A gauche, le faux document du Tribunal arbitral du sport qui soutient que le Sénégal a remporté la Coupe d'Afrique des Nations. A droite, un visuel diffusé en ligne qui reprend cette fausse information. © Montage les Observateurs
"LE SÉNÉGAL CONSERVE SON TITRE DE CHAMPION D'AFRIQUE !", exulte un compte de soutien à l'équipe de football sénégalaise sur Facebook. Comme lui, de nombreux internautes sénégalais ont affirmé depuis ce week-end que les Lions de la Teranga avaient été déclarés champions de la Coupe d'Afrique des Nations 2025 aux dépens du Maroc, leur adversaire en finale.
Aucune décision officielle
La décision aurait été rendue par l'institution internationale chargée de statuer sur les litiges sportifs, le Tribunal arbitral du sport (TAS), selon plusieurs comptes qui ont relayé des captures d'écran d'un document. Le document en question, qui reprend en partie la charte graphique du TAS, soutient que l'équipe du Sénégal a été "confirmée comme vainqueur" de la Coupe d'Afrique des Nations (CAN).
Aux yeux de ces internautes, la décision aurait ainsi mis fin au litige qui oppose le Maroc et le Sénégal autour de l'identité du champion de la CAN, la victoire de la sélection sénégalaise lors de la finale (1-0) le 18 janvier contre les Lions de l'Atlas étant fortement contestée sur le terrain administratif par la fédération marocaine.

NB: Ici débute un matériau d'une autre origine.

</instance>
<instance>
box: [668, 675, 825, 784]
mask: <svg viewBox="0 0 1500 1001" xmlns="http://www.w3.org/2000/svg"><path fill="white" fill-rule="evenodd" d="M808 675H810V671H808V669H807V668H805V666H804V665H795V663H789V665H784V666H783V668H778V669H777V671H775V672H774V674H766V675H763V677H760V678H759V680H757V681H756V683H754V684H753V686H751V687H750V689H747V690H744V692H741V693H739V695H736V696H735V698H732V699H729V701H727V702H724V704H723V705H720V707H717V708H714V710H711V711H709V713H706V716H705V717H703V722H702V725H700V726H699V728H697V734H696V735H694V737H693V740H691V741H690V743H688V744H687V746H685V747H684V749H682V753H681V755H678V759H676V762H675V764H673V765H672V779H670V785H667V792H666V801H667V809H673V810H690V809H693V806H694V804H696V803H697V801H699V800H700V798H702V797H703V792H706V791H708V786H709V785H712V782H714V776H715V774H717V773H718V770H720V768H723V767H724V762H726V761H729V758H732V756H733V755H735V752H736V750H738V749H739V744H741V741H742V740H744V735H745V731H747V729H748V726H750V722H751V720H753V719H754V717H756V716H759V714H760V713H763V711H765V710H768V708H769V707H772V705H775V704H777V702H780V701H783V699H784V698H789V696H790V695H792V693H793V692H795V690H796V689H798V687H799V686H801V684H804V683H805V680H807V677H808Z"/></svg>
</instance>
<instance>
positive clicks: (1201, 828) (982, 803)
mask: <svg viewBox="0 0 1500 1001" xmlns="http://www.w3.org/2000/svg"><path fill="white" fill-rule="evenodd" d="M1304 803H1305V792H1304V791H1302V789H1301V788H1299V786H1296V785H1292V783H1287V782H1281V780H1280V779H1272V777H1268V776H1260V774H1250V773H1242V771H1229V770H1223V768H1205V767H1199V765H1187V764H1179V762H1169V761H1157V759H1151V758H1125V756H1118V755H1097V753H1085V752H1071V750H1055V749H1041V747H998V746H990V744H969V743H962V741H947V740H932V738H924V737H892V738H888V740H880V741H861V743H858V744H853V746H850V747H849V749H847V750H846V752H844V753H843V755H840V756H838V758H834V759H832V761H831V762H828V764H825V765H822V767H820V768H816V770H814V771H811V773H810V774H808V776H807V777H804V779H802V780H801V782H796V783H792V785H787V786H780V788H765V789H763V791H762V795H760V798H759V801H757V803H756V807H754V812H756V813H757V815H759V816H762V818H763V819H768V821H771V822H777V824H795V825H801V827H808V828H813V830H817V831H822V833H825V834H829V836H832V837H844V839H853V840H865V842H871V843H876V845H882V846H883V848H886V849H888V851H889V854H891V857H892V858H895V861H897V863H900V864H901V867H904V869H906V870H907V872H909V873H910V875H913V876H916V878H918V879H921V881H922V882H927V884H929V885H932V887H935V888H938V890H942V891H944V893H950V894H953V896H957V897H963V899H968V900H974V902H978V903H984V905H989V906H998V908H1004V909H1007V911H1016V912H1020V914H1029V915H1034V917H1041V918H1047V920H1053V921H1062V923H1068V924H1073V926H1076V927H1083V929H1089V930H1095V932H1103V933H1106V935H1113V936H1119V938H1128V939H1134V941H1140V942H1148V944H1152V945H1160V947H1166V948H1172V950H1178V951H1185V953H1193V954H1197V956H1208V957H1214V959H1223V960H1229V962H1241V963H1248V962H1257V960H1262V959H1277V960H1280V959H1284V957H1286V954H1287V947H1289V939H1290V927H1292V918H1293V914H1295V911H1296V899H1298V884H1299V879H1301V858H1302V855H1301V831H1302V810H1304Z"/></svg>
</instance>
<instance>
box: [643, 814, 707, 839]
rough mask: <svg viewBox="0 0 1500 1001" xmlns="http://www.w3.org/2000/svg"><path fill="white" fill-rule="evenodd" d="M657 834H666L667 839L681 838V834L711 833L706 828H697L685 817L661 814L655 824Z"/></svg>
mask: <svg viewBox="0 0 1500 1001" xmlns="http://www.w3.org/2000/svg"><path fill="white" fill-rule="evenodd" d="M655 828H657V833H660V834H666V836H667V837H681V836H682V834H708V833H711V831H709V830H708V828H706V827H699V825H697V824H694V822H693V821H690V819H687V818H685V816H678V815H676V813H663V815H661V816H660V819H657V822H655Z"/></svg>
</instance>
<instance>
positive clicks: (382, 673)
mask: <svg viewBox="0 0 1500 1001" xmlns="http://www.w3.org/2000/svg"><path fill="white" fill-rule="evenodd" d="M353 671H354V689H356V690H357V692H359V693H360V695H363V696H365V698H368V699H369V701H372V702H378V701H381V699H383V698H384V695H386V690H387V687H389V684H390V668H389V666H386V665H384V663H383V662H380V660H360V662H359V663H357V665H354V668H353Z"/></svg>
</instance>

Mais ce document est un faux. Aucune décision n'a encore été prise à ce sujet par le TAS et l'on ne retrouve aucune décision ni aucun document ressemblant au faux diffusé en ligne sur le site de l'institution. Le faux document mobilise par ailleurs un numéro de dossier (2026/A/10857) qui n'est pas le numéro de dossier utilisé par le TAS concernant ce litige autour de la CAN 2025 (ce numéro est 2026/A/12295, selon plusieurs sites d'analyse juridique).

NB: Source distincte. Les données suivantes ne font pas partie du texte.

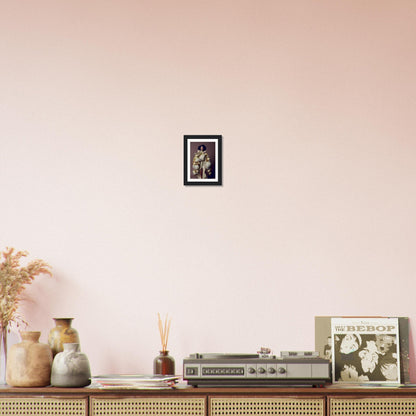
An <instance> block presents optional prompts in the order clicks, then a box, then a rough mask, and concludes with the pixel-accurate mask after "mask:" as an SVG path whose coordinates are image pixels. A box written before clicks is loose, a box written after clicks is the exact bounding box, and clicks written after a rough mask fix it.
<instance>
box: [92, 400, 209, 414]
mask: <svg viewBox="0 0 416 416" xmlns="http://www.w3.org/2000/svg"><path fill="white" fill-rule="evenodd" d="M137 415H140V416H205V399H204V398H189V399H188V398H179V399H176V398H137V397H136V398H123V399H117V398H114V399H97V398H93V399H92V400H91V416H137Z"/></svg>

Dans les heures qui ont suivi la diffusion de cette fausse décision en ligne, beaucoup de médias marocains et sénégalais ont rapidement vérifié la fausse rumeur. La fédération marocaine a également déclaré auprès du média marocain Hespress n'avoir reçu "aucune décision du Tribunal arbitral du sport" et précisé qu’aucune notification officielle n’avait été transmise par la juridiction sportive.

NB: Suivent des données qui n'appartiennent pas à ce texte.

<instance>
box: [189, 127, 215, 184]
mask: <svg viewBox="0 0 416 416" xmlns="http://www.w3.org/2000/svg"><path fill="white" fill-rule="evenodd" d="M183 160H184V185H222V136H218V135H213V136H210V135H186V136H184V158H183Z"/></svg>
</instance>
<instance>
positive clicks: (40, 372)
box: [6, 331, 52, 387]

Ce n'est pas la première fois que de fausses rumeurs circulent sur la décision du TAS. En mai dernier, un faux communiqué de l'institution attribuant déjà la victoire au Sénégal avait contribué à alimenter le brouillard et les tensions autour de cette finale de la Coupe d'Afrique des Nations, à l'épilogue toujours incertain.
"Quelle que soit la décision du TAS, nous la respecterons"
Depuis fin mars, la décision du Tribunal arbitral du sport est en effet très attendue. L'institution internationale a été saisie par la fédération sénégalaise de football après que le Maroc a été déclaré vainqueur de la finale contre le Sénégal 3-0 sur tapis vert par le jury d'appel de la Confédération africaine de football (CAF), dans une déclaration publiée le 17 mars.
Mais le TAS n'a à ce jour fourni aucun calendrier officiel quant à la future décision : il a seulement indiqué le 25 mars qu'il n'était "pas encore possible d’anticiper les échéances de la procédure, ni d'indiquer quand une audience sera fixée".
Le jury d'appel de la CAF avait donné la victoire au Maroc sur la base des articles 82 et 84 du règlement de la compétition. Ces articles disposent notamment que toute équipe "qui refuse de jouer, ou quitte le terrain avant la fin réglementaire du match sans l'autorisation de l'arbitre [...] sera considérée perdante et sera définitivement éliminée de la compétition en cours." Une partie de l'équipe sénégalaise avait en effet quitté le terrain pour protester contre des décisions arbitrales, liées notamment à l'attribution d'un penalty au Maroc.
Mais depuis cette décision, le Sénégal affirme toujours être "toujours champion d’Afrique" et a dénoncé "le braquage administratif le plus grossier de l’histoire de notre sport". Le président de la CAF, Patrice Motsepe, avait de son côté déclaré lors d'une conférence de presse tenue quelques jours après ce recours ne vouloir faire "aucun commentaire avant que le TAS n'ait rendu sa décision. Quelle que soit la décision du TAS, nous la respecterons."